In den Roundtables und in den Beiträgen aus dem Publikum wurde die Gefahr, in eine allgemeine Schulmusikdiskussion abzudriften, leider nicht durchweg umschifft. Immer wieder wurden die großen Unterschiede in der Struktur und in der Denkweise deutlich: Hier die langfristige, von einem Lehrplan und einem zeitlichen Rahmen geprägte pädagogische Begleitung der Schüler, dort das einzigartige musikalisch-künstlerische Ereignis, der magische, dem Alltag enthobene Moment. Bezeichnend war auch das entworfene Bild des Zusammentreffens zweier unbeweglicher Tanker …
Es kommt also auf die genaue Planung und Ausgestaltung solcher Partnerschaften an, für die sich im Lauf des Symposiums einige notwendige Voraussetzungen herauskristallisierten. Ein Team aus Stipendiaten der „Masterclass on Music Education“ fasste das gesammelte Teilnehmer-Feedback effizient zusammen: Auf struktureller Seite sollten Projekte mit Kulturinstitutionen fest im schulischen Curriculum verankert sein, gemeinsam auf Augenhöhe geplant und durchgeführt sowie langfristig finanziert sein. Was die Hochschulausbildung betrifft, so sollte Musikvermittlung fest in die Studiengänge integriert werden, Schulprojekte eingeschlossen. Als wünschenswert wurden außerdem Runde Tische der Akteure vor Ort angesehen.
Angesichts inspirierender Präsentationen – als erfrischend erwies sich das flotte 20-Bilder-mal-20-Sekunden-Format „Pecha Kucha“ – und guter Gespräche hätte man das Körber-Forum also beschwingt verlassen können, wäre da nicht das Statement einer Schülerin gewesen. In einer Podiumsrunde gab sie zu Protokoll, sie und ihre Klassenkameraden wüssten gar nicht, was diese Konzertbesuche eigentlich sollten, da ja niemand vorhabe, Profimusiker zu werden. Und beim selber Musizieren hätten sie Angst, etwas falsch zu machen. Bezeichnend, dass die versammelte Fachkompetenz mit dieser, ein deprimierendes Schlaglicht auf unser Schulsystem werfenden Aussage so recht nichts anzufangen wusste. Die grundsätzliche Frage nach einer „musikalischen Bildungsidee“ scheint also dringlicher denn je (siehe Karl Heinrich Ehrenforths Grundsatzbeitrag auf den Seiten 4ff.).

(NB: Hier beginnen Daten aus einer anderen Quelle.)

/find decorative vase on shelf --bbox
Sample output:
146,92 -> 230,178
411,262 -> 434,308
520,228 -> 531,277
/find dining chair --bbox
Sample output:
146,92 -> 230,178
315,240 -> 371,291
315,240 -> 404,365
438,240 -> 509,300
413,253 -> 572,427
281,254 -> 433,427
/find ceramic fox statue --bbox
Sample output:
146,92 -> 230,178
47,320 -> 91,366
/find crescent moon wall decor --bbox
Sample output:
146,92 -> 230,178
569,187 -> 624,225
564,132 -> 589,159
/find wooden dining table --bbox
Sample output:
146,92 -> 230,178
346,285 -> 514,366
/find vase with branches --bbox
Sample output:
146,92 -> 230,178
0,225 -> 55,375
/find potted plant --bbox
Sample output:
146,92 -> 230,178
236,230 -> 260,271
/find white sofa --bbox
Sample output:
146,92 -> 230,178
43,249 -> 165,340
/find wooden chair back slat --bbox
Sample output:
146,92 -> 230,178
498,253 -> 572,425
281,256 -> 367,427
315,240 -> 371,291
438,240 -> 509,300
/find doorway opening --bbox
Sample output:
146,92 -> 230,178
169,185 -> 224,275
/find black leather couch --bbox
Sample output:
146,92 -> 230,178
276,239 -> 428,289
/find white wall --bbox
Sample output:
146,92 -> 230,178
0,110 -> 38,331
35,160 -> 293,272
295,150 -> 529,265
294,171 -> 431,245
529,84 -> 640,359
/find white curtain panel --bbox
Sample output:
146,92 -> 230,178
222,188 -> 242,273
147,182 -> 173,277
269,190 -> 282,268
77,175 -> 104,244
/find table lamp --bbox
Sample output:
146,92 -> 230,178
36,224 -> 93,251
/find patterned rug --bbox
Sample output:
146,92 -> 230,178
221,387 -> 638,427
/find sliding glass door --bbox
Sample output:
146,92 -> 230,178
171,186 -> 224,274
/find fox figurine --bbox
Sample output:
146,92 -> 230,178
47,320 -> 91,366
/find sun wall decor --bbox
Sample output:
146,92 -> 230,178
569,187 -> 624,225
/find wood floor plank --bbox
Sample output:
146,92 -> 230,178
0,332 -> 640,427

Von dieser Ernüchterung konnte man sich bei den abendlichen Musikbeiträgen ein wenig erholen. Das Trio Catch spielte neben Beethoven und Staudt ein Stück des im Rahmen des „Lautstark“-Projekts der Klangspuren Schwaz „entdeckten“ Jungkomponisten Benjamin Buchberger, und ein Streichquartett aus Mitgliedern des Ensemble Resonanz kostete den Brachial-Minimalismus von Bryce Dessners „Aheym“ mit aller Macht, förmlich auf der Stuhlkante sitzend, aus. An diesem Abend wäre beim Schulbesuch im Bunker an der Hamburger Feldstraße sicher kein Schüler eingeschlafen.